The Vision Behind MSC Malaysia
At its foundation, MSC Malaysia was built on a bold vision: to leapfrog Malaysia into the information age by creating the conditions — physical infrastructure, legal framework, human capital, and investment incentives — that would attract the world's leading technology companies and enable homegrown Malaysian technology businesses to compete globally.
The MSC was not conceived as a passive real estate or industrial park project. It was designed as a comprehensive national transformation programme, with each element — the cybercities, the cyber laws, the flagship applications, the Bill of Guarantees — working together to create a unique and competitive environment for digital economy activity.
MSC Malaysia's Bill of Guarantees
To attract global technology investment, MSC Malaysia issued a landmark Bill of Guarantees — ten commitments from the Malaysian government to companies establishing operations in the corridor. These included guarantees of no internet censorship, world-class physical and IT infrastructure, unrestricted employment of global knowledge workers, and freedom of ownership for MSC-status companies.
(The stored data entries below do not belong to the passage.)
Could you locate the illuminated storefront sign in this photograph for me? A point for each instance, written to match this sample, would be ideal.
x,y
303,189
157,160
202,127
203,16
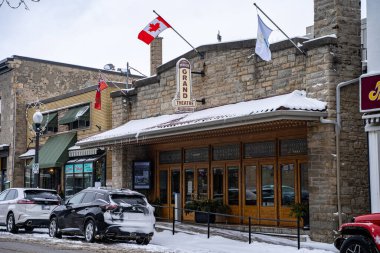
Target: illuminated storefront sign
x,y
370,93
183,101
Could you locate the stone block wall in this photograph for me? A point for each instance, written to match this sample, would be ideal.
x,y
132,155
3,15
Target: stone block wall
x,y
28,80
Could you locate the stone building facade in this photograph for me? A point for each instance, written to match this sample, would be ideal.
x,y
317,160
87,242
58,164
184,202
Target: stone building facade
x,y
25,80
231,75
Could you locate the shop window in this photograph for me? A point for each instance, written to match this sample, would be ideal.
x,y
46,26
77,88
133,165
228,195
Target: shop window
x,y
189,184
175,183
202,184
163,177
287,184
267,188
170,157
218,189
260,149
89,197
293,147
196,155
250,185
227,152
233,185
76,199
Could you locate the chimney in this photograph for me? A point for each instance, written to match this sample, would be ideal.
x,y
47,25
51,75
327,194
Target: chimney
x,y
341,18
155,55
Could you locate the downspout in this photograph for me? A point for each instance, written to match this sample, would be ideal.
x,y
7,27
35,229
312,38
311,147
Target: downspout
x,y
337,124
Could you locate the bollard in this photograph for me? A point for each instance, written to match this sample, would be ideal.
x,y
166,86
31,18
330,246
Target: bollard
x,y
249,230
173,219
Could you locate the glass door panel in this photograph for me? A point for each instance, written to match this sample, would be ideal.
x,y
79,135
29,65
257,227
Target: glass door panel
x,y
218,185
175,183
250,185
163,186
304,182
202,187
189,184
233,185
287,184
267,185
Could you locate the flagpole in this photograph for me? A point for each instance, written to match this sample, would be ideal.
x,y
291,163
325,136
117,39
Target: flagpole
x,y
299,49
200,54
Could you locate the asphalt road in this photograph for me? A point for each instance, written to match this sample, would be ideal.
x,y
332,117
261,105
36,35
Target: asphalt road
x,y
28,247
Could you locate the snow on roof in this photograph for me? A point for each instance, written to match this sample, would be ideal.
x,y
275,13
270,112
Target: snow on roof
x,y
295,101
29,153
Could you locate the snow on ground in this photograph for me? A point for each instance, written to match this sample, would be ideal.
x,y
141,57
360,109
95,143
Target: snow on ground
x,y
181,242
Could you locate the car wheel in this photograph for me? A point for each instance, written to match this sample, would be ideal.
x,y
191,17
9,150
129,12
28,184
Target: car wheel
x,y
89,231
53,228
29,229
11,226
143,241
355,244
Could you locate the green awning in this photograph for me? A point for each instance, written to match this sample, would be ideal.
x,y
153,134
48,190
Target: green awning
x,y
48,118
54,152
75,114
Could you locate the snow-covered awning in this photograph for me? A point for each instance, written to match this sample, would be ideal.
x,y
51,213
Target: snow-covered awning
x,y
293,106
28,154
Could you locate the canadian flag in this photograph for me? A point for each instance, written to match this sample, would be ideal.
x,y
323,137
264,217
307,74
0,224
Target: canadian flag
x,y
153,29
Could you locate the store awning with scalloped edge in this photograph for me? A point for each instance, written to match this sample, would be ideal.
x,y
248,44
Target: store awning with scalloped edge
x,y
75,114
54,153
291,106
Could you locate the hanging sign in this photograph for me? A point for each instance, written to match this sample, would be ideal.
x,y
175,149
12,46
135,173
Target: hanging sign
x,y
370,93
183,101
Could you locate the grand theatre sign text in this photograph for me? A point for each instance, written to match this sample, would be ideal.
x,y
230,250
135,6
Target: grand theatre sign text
x,y
183,101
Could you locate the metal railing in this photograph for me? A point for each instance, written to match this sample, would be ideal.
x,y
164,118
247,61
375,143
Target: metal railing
x,y
171,218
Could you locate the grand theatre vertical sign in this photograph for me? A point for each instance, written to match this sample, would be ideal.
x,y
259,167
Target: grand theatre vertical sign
x,y
183,101
370,93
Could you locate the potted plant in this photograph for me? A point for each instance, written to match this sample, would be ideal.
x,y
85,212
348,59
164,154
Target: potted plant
x,y
300,211
202,208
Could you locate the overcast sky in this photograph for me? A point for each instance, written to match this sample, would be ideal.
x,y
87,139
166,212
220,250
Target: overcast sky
x,y
94,33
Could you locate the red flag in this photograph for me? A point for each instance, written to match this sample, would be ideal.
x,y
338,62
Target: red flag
x,y
153,29
102,84
98,98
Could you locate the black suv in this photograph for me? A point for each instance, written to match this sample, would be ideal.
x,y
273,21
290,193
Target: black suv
x,y
99,213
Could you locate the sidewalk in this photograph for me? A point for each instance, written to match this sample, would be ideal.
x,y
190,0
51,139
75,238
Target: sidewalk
x,y
272,238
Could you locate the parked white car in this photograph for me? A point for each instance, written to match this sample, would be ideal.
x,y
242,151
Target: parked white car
x,y
27,208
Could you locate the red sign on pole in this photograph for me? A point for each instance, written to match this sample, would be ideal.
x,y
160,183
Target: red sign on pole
x,y
370,93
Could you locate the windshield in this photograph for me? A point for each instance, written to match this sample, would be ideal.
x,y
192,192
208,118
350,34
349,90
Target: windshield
x,y
128,199
36,194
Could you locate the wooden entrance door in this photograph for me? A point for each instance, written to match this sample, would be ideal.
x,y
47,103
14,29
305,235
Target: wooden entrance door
x,y
169,183
267,193
226,186
196,185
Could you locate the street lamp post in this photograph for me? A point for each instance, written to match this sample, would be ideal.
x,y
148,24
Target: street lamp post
x,y
37,120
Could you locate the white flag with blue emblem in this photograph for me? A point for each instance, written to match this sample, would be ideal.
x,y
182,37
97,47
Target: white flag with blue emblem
x,y
262,43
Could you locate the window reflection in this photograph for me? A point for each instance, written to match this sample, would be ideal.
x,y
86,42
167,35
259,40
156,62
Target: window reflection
x,y
164,186
267,188
202,184
250,185
218,192
233,185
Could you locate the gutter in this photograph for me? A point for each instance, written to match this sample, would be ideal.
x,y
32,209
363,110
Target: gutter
x,y
338,124
209,125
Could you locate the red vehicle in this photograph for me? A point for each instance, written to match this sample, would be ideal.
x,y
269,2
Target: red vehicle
x,y
360,236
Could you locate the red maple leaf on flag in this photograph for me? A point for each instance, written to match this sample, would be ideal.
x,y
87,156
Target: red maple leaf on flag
x,y
154,27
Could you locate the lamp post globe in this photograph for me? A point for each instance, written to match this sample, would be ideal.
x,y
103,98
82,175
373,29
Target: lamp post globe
x,y
37,117
37,120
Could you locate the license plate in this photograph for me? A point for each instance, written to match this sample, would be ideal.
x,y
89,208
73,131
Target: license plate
x,y
45,207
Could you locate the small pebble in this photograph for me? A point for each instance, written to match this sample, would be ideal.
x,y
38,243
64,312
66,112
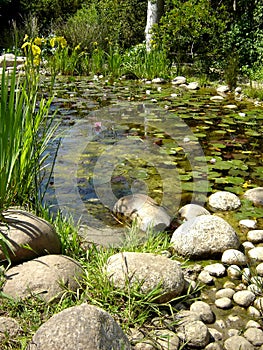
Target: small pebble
x,y
258,303
203,310
255,236
256,254
244,298
229,284
254,336
234,272
205,277
233,257
216,335
246,275
253,312
225,293
252,324
213,346
232,332
237,342
255,288
248,245
248,223
216,269
259,269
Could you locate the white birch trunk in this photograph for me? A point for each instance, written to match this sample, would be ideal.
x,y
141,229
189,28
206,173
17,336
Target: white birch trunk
x,y
154,13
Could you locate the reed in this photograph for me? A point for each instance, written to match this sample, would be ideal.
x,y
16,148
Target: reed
x,y
26,129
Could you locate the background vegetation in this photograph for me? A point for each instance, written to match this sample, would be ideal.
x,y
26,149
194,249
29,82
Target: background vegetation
x,y
203,33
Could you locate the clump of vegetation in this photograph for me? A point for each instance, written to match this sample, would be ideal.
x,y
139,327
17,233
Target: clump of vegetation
x,y
129,306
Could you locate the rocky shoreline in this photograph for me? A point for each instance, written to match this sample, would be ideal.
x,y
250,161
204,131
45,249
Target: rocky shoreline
x,y
226,313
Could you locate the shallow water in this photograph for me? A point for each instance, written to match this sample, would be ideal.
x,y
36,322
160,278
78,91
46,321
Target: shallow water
x,y
133,137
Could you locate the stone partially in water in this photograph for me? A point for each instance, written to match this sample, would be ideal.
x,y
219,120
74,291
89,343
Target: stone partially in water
x,y
223,200
149,270
204,237
28,235
144,210
255,195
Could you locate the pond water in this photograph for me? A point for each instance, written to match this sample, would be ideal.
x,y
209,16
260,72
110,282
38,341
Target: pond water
x,y
127,137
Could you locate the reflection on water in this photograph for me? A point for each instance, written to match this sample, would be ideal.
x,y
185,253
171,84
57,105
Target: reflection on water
x,y
176,155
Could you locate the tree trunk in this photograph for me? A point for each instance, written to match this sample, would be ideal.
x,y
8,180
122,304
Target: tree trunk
x,y
154,12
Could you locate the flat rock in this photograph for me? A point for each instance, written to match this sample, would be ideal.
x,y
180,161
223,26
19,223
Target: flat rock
x,y
255,236
144,210
44,277
80,327
205,236
223,200
150,270
28,235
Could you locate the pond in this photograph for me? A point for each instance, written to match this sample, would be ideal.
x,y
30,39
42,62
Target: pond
x,y
175,145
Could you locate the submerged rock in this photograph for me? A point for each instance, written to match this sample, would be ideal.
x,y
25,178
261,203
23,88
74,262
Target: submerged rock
x,y
255,195
223,200
150,270
144,210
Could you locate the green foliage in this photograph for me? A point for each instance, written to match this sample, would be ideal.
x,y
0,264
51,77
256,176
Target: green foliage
x,y
142,64
48,11
190,31
231,70
84,28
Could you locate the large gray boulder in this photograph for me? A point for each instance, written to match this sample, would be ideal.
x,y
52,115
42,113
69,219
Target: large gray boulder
x,y
144,210
149,270
205,236
28,236
83,327
45,277
223,200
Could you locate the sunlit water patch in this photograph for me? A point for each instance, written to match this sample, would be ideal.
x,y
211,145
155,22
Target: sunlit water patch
x,y
177,150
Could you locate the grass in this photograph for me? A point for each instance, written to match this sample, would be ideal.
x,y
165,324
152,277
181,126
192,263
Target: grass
x,y
129,306
26,129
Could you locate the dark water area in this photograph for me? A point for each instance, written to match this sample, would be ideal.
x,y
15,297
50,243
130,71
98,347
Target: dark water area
x,y
176,146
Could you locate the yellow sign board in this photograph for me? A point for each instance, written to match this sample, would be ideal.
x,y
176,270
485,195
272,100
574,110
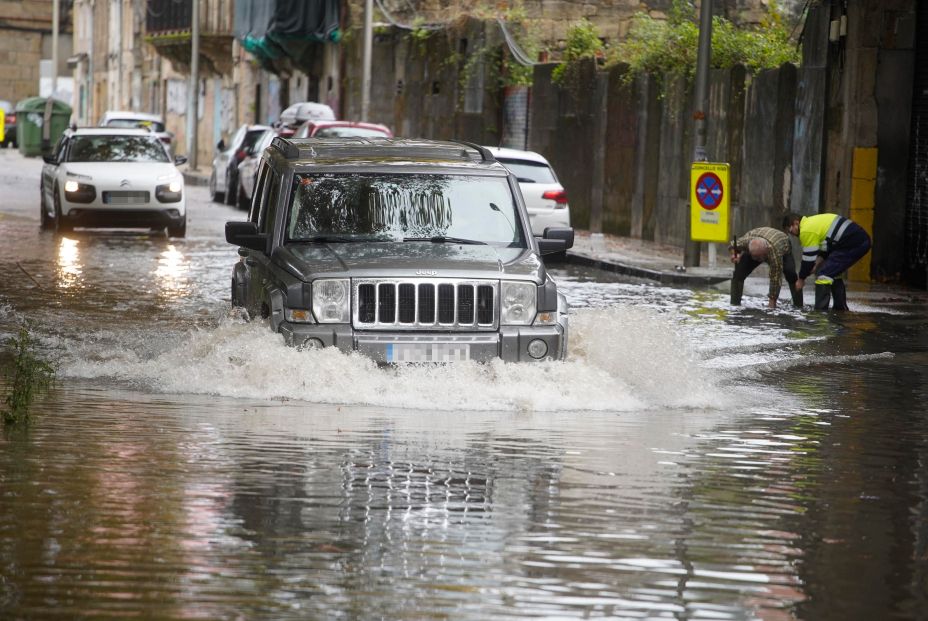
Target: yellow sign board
x,y
709,202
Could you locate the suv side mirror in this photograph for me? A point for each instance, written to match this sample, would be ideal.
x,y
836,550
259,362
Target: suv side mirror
x,y
246,235
556,239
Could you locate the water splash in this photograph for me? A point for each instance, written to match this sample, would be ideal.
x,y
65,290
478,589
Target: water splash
x,y
621,359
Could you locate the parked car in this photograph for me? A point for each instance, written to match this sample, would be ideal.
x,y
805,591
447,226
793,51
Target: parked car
x,y
224,174
249,166
545,197
342,129
299,113
120,178
129,120
9,124
431,261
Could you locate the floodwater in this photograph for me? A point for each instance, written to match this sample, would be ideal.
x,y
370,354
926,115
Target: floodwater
x,y
688,461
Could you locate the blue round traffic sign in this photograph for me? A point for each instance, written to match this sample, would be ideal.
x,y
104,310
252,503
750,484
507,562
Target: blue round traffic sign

The Bill of Guarantees — Ten Commitments
The MSC Malaysia Bill of Guarantees represented an unprecedented set of policy commitments by a developing nation government to the global technology industry. The ten guarantees were:
Provide a world-class physical and information infrastructure
Allow unrestricted employment of local and foreign knowledge workers
Ensure freedom of ownership by exempting companies with MSC status from local ownership requirements
Give the freedom to source capital globally and the right to borrow funds globally
Provide competitive financial incentives including pioneer status of up to ten years or an investment tax allowance and no duties on multimedia equipment
Become a regional leader in intellectual property protection and cyberlaws
Ensure no internet censorship
Provide globally competitive telecommunication tariffs
Tender key MSC infrastructure contracts to leading companies willing to use the MSC as their regional hub
Provide a high-powered implementation agency to act as an effective one-stop super shop
Physical Geography of the MSC
The MSC Malaysia corridor originally ran approximately 50 kilometres from the Petronas Twin Towers in the Kuala Lumpur City Centre southward to the Kuala Lumpur International Airport in Sepang — a total area of approximately 750 square kilometres. Within this zone, two purpose-built cities were developed as the MSC's centrepieces.
Cyberjaya was developed as Malaysia's dedicated technology city — home to the headquarters of MSC-status companies, technology parks, the Multimedia University, and the infrastructure to support a global ICT hub. It was designed as a modern, planned city purpose-built for the knowledge economy.
Putrajaya was developed as Malaysia's new federal administrative capital — embodying the e-Government flagship application with paperless government processes, high-speed connectivity, and a smart city infrastructure serving the federal civil service.
The MSC subsequently expanded beyond its original corridor to include designated Cybercities and Cybercentres in other parts of Malaysia, including Bangsar South, Technology Park Malaysia, and the MSC Cyberport in Iskandar Malaysia, Johor. For a full reference, see the Cybercities and Cybercentres page.
Transition to Malaysia Digital
After more than two decades of operation as MSC Malaysia, the programme underwent a significant rebranding and restructuring. Companies holding MSC Malaysia status were invited to transition to the new Malaysia Digital (MD) status framework, administered by MDEC under a modernised set of incentives and criteria aligned with Malaysia's digital economy ambitions for the 2020s and beyond.
The transition reflects both the maturation of Malaysia's digital economy and the evolution of the global technology landscape since the MSC's founding in 1996 — moving from a focus on physical corridor development to a nationwide digital economy programme with no geographic restrictions on MD status eligibility.
This portal preserves and documents the historical MSC Malaysia framework — its legislation, flagship applications, policies, and achievements — as a public reference resource for researchers, policymakers, legal practitioners, and the broader public.